If you genuinely see a
significant difference it. is. not. because. of. pixel. density. It's because of any number of other factors specific to your display and/or you. Such as a poor quality(or defective) matte layer and/or the physical size of elements on one display don't match the other(did you ever bother to check this?) and/or differences in brightness/contrast and/or incorrect/mismatched sharpness settings and/or your vision isn't what you think it is etc...
I guess it's possible for something like a really crappy matte layer to create a
significant difference, but I've never personally seen one that bad, and I've used dozens of brands over the years. But this is mostly besides the point and I am still essentially right.
If you run perfect 1440p@2x on the 5K display and equivalent 'looks like 1440p' scaling on a 4K display, MacOS renders the exact same amount of pixels
; 5120x2880. The only difference on the 4K display is that 25% of resolution is lost to downscaling.
The overwhelming majority of fonts you see in documents, apps, websites etc are all 'typical' sizes. Eg the letter 'e' on this page is ~15x18 pixels at 5K resolution. On a 4K display it's downscaled to ~11x13. The aliased edges of fonts(the part that determines the sharpness of text) are usually only a single pixel wide and the rest is the actual font body and empty space.

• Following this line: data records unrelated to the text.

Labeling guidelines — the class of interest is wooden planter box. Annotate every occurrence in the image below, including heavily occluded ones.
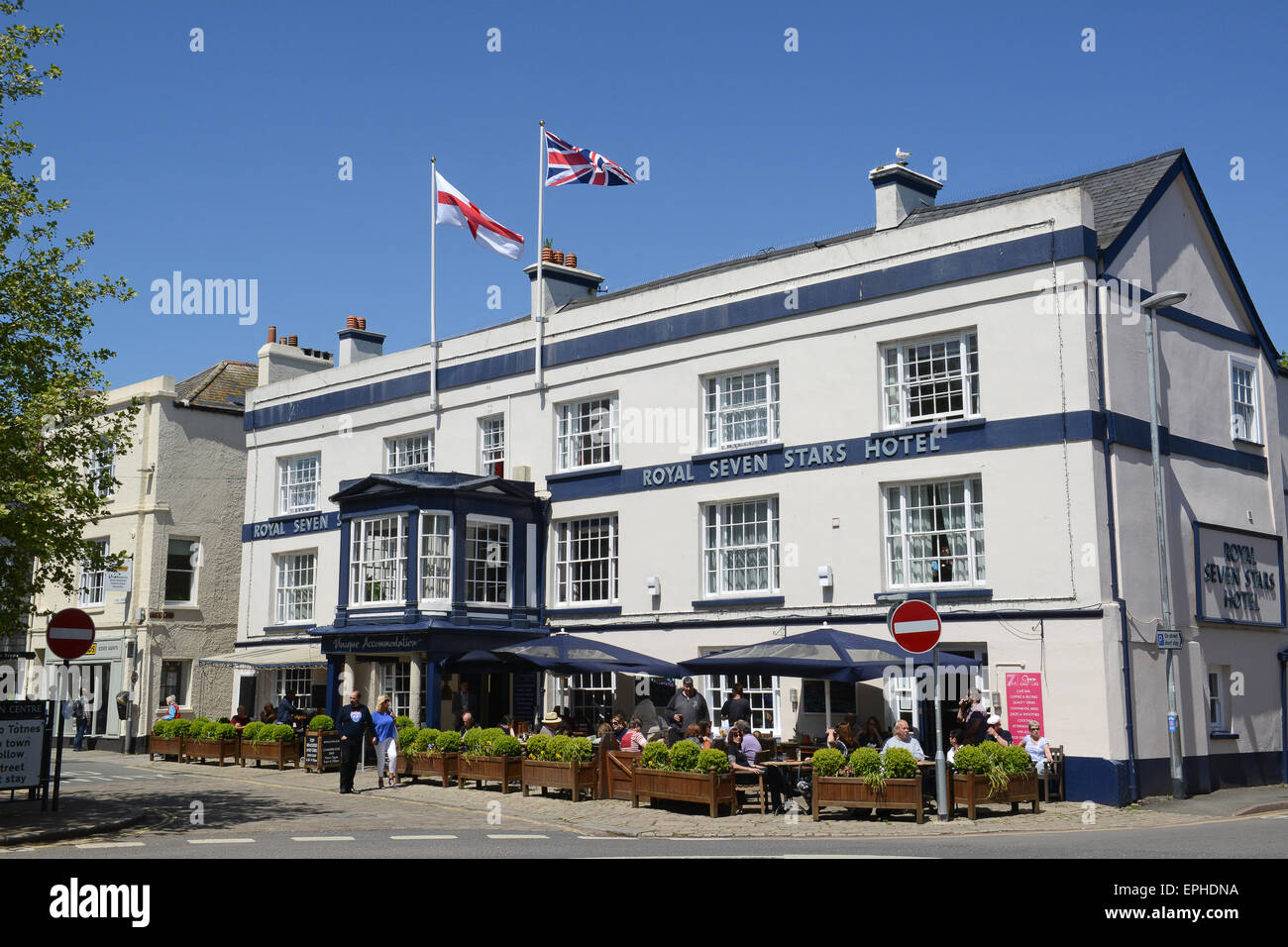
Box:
[239,737,300,770]
[948,771,1042,822]
[810,776,924,824]
[183,737,241,766]
[456,753,523,793]
[411,753,461,789]
[520,759,599,802]
[631,767,738,818]
[149,733,183,763]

So most of the additional resolution is literally only one or two extra pixels to the font body. The physical size of one pixel on a 4K display(assuming 27") is 155 microns(0.155mm). On a 5K display it's 116 microns(0.116mm). That's only a difference of 39 microns(0.039mm). So only 39 micron reduction in width to the aliasing edges and maybe 39-78 micron increase in density to the font body. The difference between 185 vs 218ppi is
even smaller than that.
So statements such as yours and those I quoted
here being due to pixel density are patently false. It doesn't matter if you have perfect human vision, and eye disorder or anything in-between, the laws of physics of the universe in which we currently exist do not allow them to be true. If the physical size of elements on both displays match, there is no
significant difference, unless you're running super tiny fonts everywhere all the time and sit ~25cm away like an idiot.
If you don't agree with any of this you can whip out a calculator and macro lens and check for yourself, or maybe try a 4K display that doesn't use wax paper as the cover layer.
@Lyoha please read conversations in their entirety before replying with the same incorrect assumptions at least two other people have already been corrected on.